Landmark Books in All Fields
ItemID: #90849
Cost: $4,800.00

Scientific and Practical Treatise on American Football

Amos Alonzo Stagg

"UNQUESTIONABLY ONE OF THE GREAT FIGURES IN THE HISTORY OF FOOTBALL": SCIENTIFIC AND TACTICAL TREATISE ON AMERICAN FOOTBALL FOR SCHOOLS AND COLLEGES, 1893, INSCRIBED BY AMOS ALONZO STAGG

STAGG, Amos Alonzo and WILLIAMS, Henry L. A Scientific and Practical Treatise on American Football for Schools and Colleges. Hartford, Connecticut: Case, Lockwood & Brainard, 1893. 12mo, original blue cloth, gilt vignette on front cover. $4800.

Scarce first edition of one of the first and most important works on American football, with numerous play diagrams, inscribed by the author to noted Yale football coach Robert Hall: "To Robert A. Hall—Kindest regards and many good wishes from Amos Alonzo Stagg."

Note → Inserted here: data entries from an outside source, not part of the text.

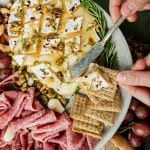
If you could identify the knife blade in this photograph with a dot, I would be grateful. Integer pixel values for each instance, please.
(79, 68)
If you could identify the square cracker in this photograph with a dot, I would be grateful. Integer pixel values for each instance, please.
(101, 104)
(78, 107)
(110, 76)
(97, 136)
(108, 118)
(88, 127)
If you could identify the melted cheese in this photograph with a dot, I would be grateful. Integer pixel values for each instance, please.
(72, 4)
(31, 2)
(47, 27)
(94, 81)
(19, 59)
(42, 58)
(50, 46)
(30, 29)
(73, 25)
(72, 45)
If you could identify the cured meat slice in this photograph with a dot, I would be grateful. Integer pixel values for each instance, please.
(11, 113)
(48, 117)
(18, 114)
(2, 142)
(61, 125)
(23, 139)
(74, 140)
(62, 141)
(26, 113)
(32, 103)
(48, 146)
(91, 142)
(11, 95)
(23, 122)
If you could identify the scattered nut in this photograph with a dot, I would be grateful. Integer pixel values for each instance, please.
(4, 48)
(5, 18)
(2, 29)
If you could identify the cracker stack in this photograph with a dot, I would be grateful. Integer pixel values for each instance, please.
(96, 109)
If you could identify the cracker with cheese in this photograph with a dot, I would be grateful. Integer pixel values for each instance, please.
(99, 81)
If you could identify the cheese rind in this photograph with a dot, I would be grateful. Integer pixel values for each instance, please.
(50, 27)
(73, 25)
(19, 59)
(94, 81)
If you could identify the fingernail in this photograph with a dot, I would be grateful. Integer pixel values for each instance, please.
(121, 77)
(126, 10)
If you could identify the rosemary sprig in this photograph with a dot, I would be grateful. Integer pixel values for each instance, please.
(109, 56)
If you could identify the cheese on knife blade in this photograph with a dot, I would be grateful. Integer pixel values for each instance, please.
(94, 81)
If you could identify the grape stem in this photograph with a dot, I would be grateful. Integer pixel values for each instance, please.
(125, 129)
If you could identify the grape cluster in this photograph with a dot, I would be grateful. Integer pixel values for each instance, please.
(136, 125)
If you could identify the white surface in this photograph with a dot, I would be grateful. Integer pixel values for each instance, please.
(125, 62)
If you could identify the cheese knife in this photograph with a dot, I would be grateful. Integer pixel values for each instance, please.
(79, 68)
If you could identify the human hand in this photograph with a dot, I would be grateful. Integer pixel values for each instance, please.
(127, 8)
(137, 81)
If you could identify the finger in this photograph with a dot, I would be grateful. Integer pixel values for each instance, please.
(139, 65)
(147, 59)
(132, 18)
(132, 6)
(114, 8)
(141, 93)
(134, 78)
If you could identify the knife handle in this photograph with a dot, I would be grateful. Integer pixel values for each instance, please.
(110, 32)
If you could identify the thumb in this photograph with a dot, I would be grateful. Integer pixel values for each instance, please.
(132, 6)
(134, 78)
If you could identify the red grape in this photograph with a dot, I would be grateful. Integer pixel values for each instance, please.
(134, 140)
(141, 112)
(141, 129)
(128, 117)
(134, 104)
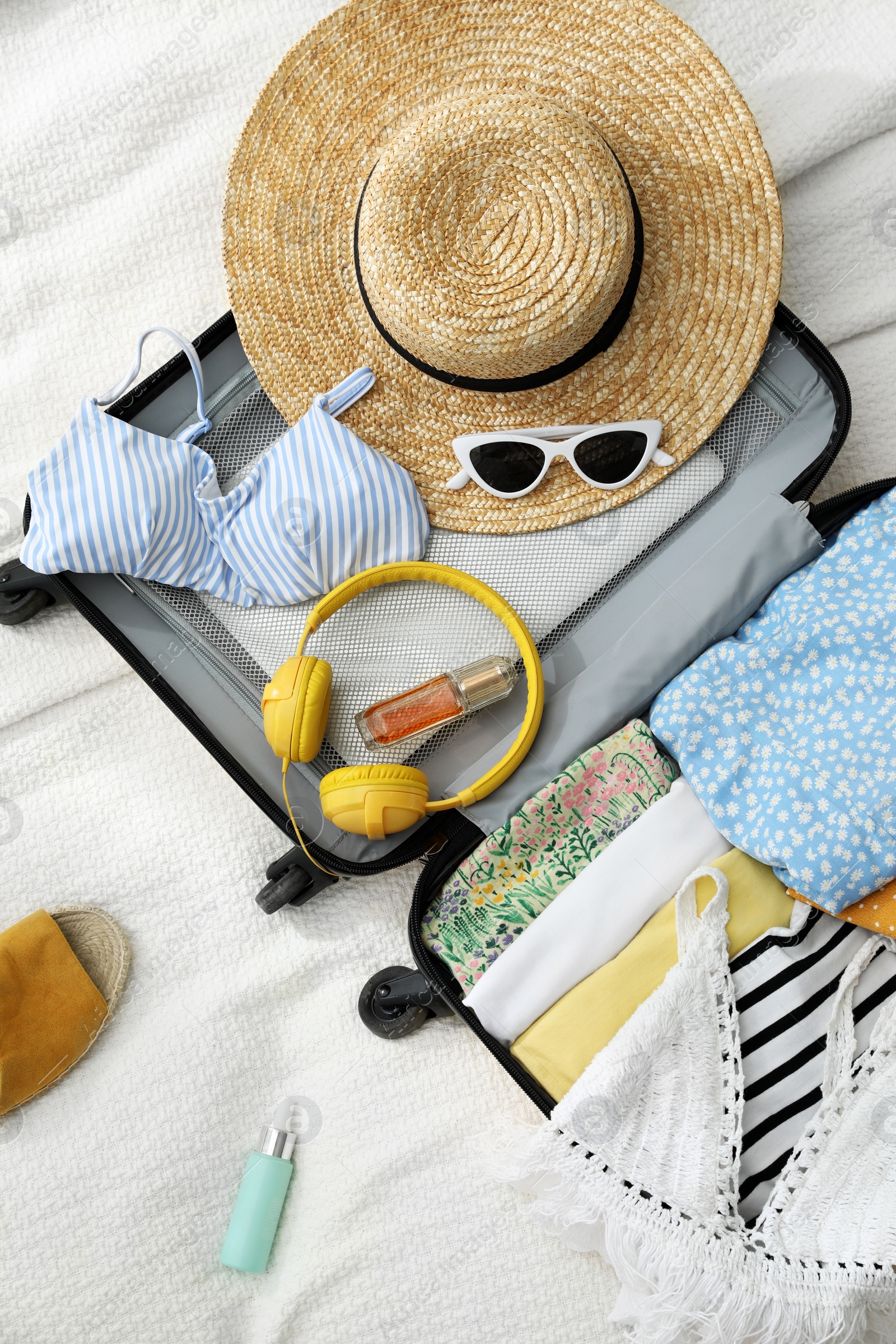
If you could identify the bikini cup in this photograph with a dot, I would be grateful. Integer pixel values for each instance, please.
(318, 507)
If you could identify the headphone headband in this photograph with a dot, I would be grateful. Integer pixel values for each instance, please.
(428, 573)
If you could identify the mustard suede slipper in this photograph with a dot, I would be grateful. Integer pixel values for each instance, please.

"Stagg coached football, as well as baseball and track, at the University of Chicago for 40 years, until he was forced to retire at the age of seventy in 1932. His contributions to athletics in general and football in particular will probably never be matched. He was Chicago's faculty representative to the Big Ten for 15 years and served on the first rules committee of the National Collegiate Athletic Association (NCAA). He was on every American Olympic committee from 1902 to 1932 and was a track coach for the 1924 Olympic team. Stagg is unquestionably one of the great figures in the history of football. At Chicago he had four undefeated seasons and seven Big Ten titles, won 255 games, and trained 11 All Americas. He was a prolific inventor of plays and a master strategist. His alleged innovations include the center snap, the man in motion, the onside kick, the T formation, the hidden ball trick, the place kick, the fake punt, the Statue of Liberty play, and various backfield shifts. He also designed the tackling dummy and was the first coach to have lights installed on the practice field. Moreover, he wrote the first book on football that used diagrams to outline plays.

His other 'firsts' include the implementation of wind sprints in practice, the use of hip pads in uniforms and numbers on players' jerseys, and the awarding of letters to outstanding performers. In addition, he designed troughs for the overflow of swimming pools and the indoor batting cage for baseball" (ANB). Co-author Williams was a legendary coach at the University of Minnesota and another of the game's great innovators. He was the "inventor of the famous tackle-back offense. In 1891, he used it to give Army its first-ever victory over archrival Navy. Williams was a teacher at Siglar Academy in Newburgh, New York, ten miles north of West Point, when he began making twice-weekly trips to the Army campus in order to coach the Cadet varsity… Williams later enrolled in Penn's School of Medicine, paying his way while acting as football and track coach at William Penn Charter School. He then moved to Minnesota and began building outstanding Gopher teams, including his own Minnesota shift, the fore-runner of the Notre Dame shift made famous by Knute Rockne. Williams played football at Yale 1887-1890. He was on a team with Amos Alonzo Stagg, Bum McClung, Pa Corbin and Pudge Heffelfinger, all of whom made the Hall of Fame as players" (National Football Foundation). Without very rare original dust jacket. Ownership signature of inscribee Robert A.Hall with the notation "Yale 1930." Hall was "a prominent college football figure and former athletic director at Yale. Hall was a founder and longtime director of the National Football Foundation and the College Hall of Fame. He had been a Yale quarterback and later a scout for the varsity team while attending Yale Law School. He had been the radio broadcaster for Philadelphia Eagles games. That led to the founding of Tel-Ra, a film company that produced a syndicated college football highlight show for television, with Hall and Harry Wismer as the announcers. Hall was athletic director at Yale from 1950 to 1953. During that time, he headed the television committee of the National Collegiate Athletic Association, which began an embargo of the local televising of games not sold out in home stadiums. The National Football League later adopted the policy" (New York Times obituary).

Interior fine; front free endpaper renewed. Light expert restoration to foot of spine, cloth extremities lightly rubbed, gilt bright. A near-fine copy with exceptional provenance.